Tidak lama, Zulfan mempersilahkan aku masuk ke kamar tamu. Lucunya di kamar itu kasurnya ditutupi kelambu. Nah, ini pengalaman pertamaku tidur dalam kelambu. Memang, sebelum kemari aku sudah mendengar bahaya malaria di pulau ini. Tapi aku memang lupa menyiapkan pil kina sebagai anti-malaria. Melihat kelambu merah jambu ini, barulah aku teringat kembali akan bahaya malaria. Ah, baca doa saja sebelum tidur. Semoga perlindungan doa dan kelambu merah jambu ini cukup untuk melindungiku dari penyakit yang sering mengancam di pulau-pulau yang masih banyak tertutup hutan tropis seperti Enggano ini.
---

Pagi datang dengan cepat dan dingin. Mendung gerimis menyelimuti Enggano pagi itu.

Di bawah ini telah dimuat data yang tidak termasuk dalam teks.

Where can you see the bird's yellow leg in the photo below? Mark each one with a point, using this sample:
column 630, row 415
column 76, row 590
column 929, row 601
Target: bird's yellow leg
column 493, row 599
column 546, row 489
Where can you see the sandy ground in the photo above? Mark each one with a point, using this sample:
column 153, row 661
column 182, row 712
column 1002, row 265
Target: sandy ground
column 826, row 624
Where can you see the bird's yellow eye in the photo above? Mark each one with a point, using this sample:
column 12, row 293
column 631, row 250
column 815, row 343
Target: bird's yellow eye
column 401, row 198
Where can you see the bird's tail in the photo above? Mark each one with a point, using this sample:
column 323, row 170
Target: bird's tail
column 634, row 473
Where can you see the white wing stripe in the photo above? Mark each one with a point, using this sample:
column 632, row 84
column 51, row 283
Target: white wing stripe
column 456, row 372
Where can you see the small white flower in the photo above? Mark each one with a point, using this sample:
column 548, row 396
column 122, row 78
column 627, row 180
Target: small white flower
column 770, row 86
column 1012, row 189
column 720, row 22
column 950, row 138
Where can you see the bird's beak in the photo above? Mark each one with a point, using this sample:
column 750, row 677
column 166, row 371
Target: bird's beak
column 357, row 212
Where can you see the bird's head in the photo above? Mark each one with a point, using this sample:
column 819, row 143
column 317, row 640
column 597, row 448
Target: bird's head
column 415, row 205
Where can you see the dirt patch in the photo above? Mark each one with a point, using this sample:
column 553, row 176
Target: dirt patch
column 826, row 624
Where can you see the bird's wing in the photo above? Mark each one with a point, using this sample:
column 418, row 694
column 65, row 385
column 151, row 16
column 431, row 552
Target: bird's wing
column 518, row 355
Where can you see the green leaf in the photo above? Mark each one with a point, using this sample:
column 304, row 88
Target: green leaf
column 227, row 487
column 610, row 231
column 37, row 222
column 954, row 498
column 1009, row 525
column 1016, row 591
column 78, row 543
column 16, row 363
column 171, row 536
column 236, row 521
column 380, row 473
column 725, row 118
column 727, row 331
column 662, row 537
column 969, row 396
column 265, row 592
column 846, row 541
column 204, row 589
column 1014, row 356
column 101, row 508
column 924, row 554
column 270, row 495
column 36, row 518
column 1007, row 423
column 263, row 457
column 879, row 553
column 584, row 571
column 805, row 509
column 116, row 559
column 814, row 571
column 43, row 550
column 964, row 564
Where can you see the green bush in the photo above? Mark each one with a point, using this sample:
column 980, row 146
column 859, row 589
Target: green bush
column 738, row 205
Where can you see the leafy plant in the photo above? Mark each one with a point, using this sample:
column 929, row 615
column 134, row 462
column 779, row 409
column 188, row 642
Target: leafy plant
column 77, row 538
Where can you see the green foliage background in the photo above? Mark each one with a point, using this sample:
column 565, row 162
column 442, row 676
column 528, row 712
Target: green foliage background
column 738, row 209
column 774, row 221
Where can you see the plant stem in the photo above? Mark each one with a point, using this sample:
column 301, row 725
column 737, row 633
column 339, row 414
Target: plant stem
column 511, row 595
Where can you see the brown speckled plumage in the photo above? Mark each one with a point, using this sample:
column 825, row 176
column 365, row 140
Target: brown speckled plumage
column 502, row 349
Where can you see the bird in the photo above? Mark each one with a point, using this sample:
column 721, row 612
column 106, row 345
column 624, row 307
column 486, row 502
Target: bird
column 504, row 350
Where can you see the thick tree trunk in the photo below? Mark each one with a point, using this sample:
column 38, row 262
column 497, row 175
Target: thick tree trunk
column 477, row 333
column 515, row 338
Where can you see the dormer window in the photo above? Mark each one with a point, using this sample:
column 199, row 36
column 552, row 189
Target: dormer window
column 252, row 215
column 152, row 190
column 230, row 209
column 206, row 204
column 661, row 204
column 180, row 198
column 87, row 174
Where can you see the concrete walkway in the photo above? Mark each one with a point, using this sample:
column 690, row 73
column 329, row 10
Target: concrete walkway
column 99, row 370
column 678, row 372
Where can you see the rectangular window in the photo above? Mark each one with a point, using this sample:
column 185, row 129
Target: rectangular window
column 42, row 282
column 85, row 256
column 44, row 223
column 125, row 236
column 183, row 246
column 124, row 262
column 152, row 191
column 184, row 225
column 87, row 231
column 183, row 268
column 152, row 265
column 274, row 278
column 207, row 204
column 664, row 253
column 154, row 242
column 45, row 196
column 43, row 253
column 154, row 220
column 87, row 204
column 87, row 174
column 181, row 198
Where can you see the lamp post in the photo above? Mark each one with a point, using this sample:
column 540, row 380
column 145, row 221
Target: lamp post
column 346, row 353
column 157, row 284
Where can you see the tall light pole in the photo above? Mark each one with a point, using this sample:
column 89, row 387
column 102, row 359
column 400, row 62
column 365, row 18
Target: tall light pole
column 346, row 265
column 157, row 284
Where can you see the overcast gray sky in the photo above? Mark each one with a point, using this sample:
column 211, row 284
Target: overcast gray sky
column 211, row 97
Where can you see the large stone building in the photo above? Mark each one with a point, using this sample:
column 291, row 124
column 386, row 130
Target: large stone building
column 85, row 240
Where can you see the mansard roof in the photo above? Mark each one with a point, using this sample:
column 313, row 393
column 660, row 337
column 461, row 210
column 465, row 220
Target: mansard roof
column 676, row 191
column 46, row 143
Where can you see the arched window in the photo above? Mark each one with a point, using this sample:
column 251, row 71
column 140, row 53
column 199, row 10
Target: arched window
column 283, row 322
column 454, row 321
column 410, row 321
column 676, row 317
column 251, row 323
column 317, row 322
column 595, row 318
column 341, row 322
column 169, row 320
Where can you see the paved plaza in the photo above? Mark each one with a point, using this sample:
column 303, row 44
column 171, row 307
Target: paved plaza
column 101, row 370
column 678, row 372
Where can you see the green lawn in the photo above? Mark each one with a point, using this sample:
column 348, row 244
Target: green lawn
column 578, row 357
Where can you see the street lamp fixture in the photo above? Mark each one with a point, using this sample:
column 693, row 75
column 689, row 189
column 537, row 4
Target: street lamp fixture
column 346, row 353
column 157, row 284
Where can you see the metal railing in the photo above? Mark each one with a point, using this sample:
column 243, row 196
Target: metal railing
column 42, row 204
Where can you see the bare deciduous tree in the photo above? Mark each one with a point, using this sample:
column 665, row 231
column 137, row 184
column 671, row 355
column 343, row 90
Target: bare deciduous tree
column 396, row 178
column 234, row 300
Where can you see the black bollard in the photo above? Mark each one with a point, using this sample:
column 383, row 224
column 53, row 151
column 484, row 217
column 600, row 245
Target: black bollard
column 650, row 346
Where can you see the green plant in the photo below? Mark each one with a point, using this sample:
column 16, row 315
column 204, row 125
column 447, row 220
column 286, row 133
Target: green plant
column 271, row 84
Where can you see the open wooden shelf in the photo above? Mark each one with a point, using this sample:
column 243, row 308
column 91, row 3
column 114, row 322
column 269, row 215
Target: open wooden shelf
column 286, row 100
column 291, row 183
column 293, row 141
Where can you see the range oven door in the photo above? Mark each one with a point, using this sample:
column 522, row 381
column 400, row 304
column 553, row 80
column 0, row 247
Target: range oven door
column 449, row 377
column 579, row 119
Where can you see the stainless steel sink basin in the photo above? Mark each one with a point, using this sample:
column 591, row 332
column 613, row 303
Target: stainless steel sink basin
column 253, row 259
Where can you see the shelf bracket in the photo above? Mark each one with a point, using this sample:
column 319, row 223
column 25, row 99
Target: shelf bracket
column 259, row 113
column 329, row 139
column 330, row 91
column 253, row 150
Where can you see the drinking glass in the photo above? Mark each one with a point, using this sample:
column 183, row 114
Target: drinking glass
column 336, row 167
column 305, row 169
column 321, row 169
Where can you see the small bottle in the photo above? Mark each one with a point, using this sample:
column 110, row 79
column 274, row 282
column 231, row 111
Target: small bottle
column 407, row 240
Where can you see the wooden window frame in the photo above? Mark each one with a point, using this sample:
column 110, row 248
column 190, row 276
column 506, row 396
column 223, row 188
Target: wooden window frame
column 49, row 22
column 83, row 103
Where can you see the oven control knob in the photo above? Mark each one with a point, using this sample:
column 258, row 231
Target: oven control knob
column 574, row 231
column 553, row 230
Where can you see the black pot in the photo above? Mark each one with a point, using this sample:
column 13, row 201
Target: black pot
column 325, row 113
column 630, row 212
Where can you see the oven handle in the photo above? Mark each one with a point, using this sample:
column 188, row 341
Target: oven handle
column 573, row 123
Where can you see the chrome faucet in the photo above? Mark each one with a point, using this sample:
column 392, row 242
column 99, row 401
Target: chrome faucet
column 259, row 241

Untungnya setelah beberapa saat matahari muncul. Kesempatan ini segera aku manfaatkan untuk mengambil gambar di sekitar rumah. Hamparan hutan di seberang jalan. Rumah-rumah sederhana dengan rumput yang lembut. Jalanan di depan rumah yang penuh lubang dan kubangan. Aroma Enggano baru terhirup pagi ini. Ia datang terlambat, tapi tidak mengecewakan. Aura petualangan, berada di desa pulau terpencil amat terasa begitu semuanya dapat terlihat. Seru dan menyenangkan!

Sebuah pagi di Enggano

Sayangnya, tidak lama hujan kembali turun. Aku kembali berlindung ke dalam rumah. Menyaksikan hujan dari jendela yang murung. Meresap, menghayati Enggano dalam hujan. Menikmati suasananya. Sampai kantuk menyerang. Tepat pada waktu tidur siang.

Menunggu hujan reda

Bosan mengamati hujan, aku memutuskan untuk tiduran sebentar. Apalagi tuan rumah pun sedang beristirahat di kamarnya. Aku juga tidak ingin terburu-buru dalam perjalanan ini. Menikmati setiap momen lebih penting daripada mengunjungi banyak tempat sekaligus. Begitulah prinsip yang aku pegang dalam perjalanan kali ini.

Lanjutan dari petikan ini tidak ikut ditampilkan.